Considering how much of the attention lately has been about so-called amateurs who allegedly found a way to get paid for playing football while still on campus, it's only appropriate that we shift gears today with a story on a player who wound up getting paid because a school didn't want him. Meet Daniel Smith, a former Hawaii recruit who, according to settlement documents released late last week, wound up costing the university nearly $200,000 in payments and legal fees after then-new coach Greg McMackin pulled his scholarship offer at the last second:
Smith, a defensive back from Boise, Idaho, said he committed to the Warriors, who offered him a scholarship, told him to refuse other offers and then reneged on their promise, leaving him without a scholarship on national letter of intent day in 2008.
A lawsuit was filed soon after and the parties reached a settlement agreement in 2010, nearly 2 1⁄2 years after the case began, in which UH paid Smith $41,500 "in order to avoid further controversy and the time, expense, risks and costs inherent in litigation," according to documents released by the school under the state's open records law. According to the settlement, "this agreement shall not be construed as an admission of liability."

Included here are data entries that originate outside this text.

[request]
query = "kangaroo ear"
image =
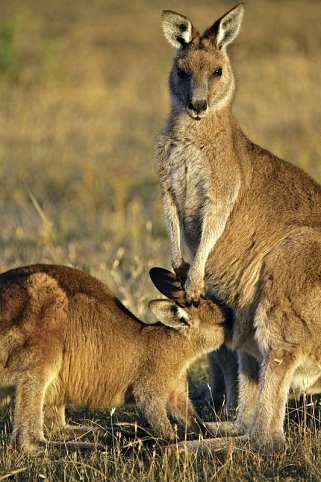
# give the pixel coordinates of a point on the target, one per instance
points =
(226, 28)
(178, 29)
(167, 284)
(169, 314)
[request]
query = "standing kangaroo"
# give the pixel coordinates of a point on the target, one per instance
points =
(66, 339)
(252, 223)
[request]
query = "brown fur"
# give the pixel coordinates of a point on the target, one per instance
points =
(252, 223)
(66, 339)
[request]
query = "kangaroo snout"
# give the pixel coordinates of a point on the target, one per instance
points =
(197, 108)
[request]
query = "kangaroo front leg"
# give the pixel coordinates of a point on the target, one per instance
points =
(275, 378)
(173, 227)
(154, 409)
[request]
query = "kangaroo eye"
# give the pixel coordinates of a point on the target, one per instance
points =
(217, 72)
(182, 73)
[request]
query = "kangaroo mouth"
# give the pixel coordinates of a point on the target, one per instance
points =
(195, 115)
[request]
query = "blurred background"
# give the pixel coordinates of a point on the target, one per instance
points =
(83, 94)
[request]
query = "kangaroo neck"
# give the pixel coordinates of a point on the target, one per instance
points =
(214, 129)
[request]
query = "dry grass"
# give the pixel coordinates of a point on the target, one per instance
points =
(83, 93)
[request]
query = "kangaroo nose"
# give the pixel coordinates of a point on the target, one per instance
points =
(197, 106)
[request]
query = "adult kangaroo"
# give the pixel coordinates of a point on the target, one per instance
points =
(252, 223)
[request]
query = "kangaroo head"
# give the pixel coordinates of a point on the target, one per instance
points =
(201, 80)
(205, 322)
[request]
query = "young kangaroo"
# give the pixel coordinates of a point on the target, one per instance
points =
(66, 339)
(252, 223)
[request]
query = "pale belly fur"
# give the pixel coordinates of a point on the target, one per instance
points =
(189, 178)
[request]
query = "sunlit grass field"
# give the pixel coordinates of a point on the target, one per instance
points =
(83, 94)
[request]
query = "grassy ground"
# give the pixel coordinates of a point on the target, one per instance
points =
(83, 93)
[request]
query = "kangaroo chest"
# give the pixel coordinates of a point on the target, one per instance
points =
(189, 175)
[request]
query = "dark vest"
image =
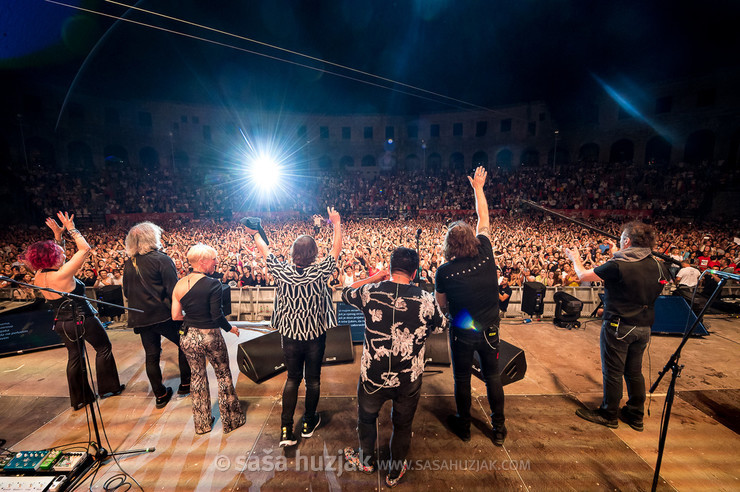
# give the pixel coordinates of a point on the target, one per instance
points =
(632, 298)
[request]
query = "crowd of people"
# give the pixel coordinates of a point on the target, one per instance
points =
(526, 246)
(680, 190)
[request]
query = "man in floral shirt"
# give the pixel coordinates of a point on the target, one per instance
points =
(398, 318)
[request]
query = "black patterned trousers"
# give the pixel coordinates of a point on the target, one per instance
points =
(201, 345)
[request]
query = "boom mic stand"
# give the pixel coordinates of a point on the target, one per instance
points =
(100, 452)
(675, 369)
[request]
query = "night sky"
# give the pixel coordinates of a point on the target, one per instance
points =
(486, 53)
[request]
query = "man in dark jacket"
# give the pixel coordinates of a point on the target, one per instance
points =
(148, 279)
(633, 280)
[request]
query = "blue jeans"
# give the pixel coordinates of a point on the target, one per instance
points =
(151, 340)
(463, 347)
(621, 357)
(405, 400)
(302, 357)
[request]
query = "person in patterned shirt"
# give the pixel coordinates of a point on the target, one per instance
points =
(302, 313)
(398, 318)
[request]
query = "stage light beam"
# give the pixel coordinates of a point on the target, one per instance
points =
(265, 172)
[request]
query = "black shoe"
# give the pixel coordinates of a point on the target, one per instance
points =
(114, 393)
(213, 419)
(353, 457)
(286, 437)
(499, 434)
(459, 427)
(163, 400)
(596, 417)
(393, 481)
(310, 427)
(628, 418)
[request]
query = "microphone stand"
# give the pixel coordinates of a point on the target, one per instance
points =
(100, 453)
(675, 369)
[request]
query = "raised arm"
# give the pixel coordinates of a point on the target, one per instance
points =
(481, 205)
(83, 249)
(583, 274)
(336, 221)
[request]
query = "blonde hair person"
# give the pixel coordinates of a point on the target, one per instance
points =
(197, 301)
(149, 277)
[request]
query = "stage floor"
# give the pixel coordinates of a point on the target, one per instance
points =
(548, 447)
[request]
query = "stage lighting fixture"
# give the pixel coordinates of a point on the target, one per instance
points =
(567, 310)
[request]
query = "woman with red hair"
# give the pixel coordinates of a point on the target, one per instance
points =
(73, 318)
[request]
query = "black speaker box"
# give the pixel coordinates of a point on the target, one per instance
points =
(533, 298)
(112, 294)
(438, 349)
(512, 363)
(226, 299)
(339, 347)
(261, 358)
(673, 317)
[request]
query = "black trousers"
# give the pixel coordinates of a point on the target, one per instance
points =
(92, 332)
(463, 348)
(405, 400)
(302, 359)
(151, 340)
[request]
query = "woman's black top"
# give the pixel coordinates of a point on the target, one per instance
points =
(202, 305)
(63, 308)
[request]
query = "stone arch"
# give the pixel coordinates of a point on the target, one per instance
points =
(658, 151)
(530, 158)
(480, 158)
(412, 163)
(505, 159)
(434, 162)
(457, 162)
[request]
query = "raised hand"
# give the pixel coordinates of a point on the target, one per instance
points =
(333, 216)
(67, 220)
(55, 228)
(479, 178)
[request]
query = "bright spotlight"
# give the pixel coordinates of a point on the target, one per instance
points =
(265, 172)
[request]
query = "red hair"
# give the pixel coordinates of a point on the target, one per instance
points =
(43, 254)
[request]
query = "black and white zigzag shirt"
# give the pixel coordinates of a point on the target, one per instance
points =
(398, 320)
(303, 309)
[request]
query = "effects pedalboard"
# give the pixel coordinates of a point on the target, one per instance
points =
(40, 471)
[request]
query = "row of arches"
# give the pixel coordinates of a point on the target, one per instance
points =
(699, 147)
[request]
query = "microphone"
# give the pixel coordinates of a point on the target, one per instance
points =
(732, 276)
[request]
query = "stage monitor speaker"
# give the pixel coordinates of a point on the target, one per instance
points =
(21, 331)
(512, 363)
(673, 316)
(533, 298)
(226, 299)
(112, 294)
(437, 350)
(339, 348)
(567, 310)
(261, 358)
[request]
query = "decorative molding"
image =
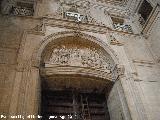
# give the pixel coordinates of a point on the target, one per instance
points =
(113, 41)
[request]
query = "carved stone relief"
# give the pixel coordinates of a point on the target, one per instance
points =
(83, 57)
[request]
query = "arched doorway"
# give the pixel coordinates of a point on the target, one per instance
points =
(78, 81)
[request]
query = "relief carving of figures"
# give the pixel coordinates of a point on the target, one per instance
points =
(83, 57)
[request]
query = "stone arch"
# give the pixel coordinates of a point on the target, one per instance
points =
(53, 37)
(36, 57)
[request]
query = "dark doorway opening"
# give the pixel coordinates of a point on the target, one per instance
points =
(73, 105)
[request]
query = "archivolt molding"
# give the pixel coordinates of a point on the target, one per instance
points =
(38, 51)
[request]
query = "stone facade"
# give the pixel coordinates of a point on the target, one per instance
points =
(24, 37)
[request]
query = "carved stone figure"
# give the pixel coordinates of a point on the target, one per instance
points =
(83, 57)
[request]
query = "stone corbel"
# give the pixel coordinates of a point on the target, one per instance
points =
(117, 72)
(113, 41)
(38, 29)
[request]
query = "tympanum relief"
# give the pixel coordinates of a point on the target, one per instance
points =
(82, 57)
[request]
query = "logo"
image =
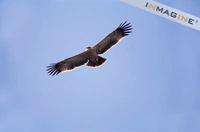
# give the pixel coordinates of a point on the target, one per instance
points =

Under a similar open records request, UH said it has paid $151,764 to outside attorneys to help defend the case. In addition, court documents show UH was assessed $3,486.78 in sanctions by the court.
Smith walked on instead at Portland State, suffered an injury and gave up football following a transfer to Division III Whittier College, aka "Richard Nixon U," in California; he plans to graduate next year before (of course) enrolling in law school. For its part, Hawaii claimed Smith had never received a valid offer and didn't have the grades the previous coaching staff had been led to believe. But the university wound up failing basic math: Because he was set to receive a Western University Exchange scholarship that dropped his out-of-state tab from $28,000 a year to $17,000, Smith's total cost to UH even if he'd stayed for four years would have amounted to $68,000, or roughly one-third of what the university wound up shelling out to keep him off the team. (Considering Smith's scholarship went to someone else, the university didn't
"save" anything except Smith's addition to the roster.)
That's no chump change for an athletic department that continues to operate on a massive deficit. This is the program, you may recall, that was once blasted by its star quarterback at the height of its on-field success in 2007 for apparently lacking the funds to keep soap in the showers. The following January, off the best season in school history, UH lost head coach June Jones — a former UH quarterback — to a program that had just finished 1-11, because SMU could afford to pay him more than Hawaii could hope to match. Not that $200,000 would put the Warriors back in the black, but when you're pinching pennies on basic hygiene, every little bit helps.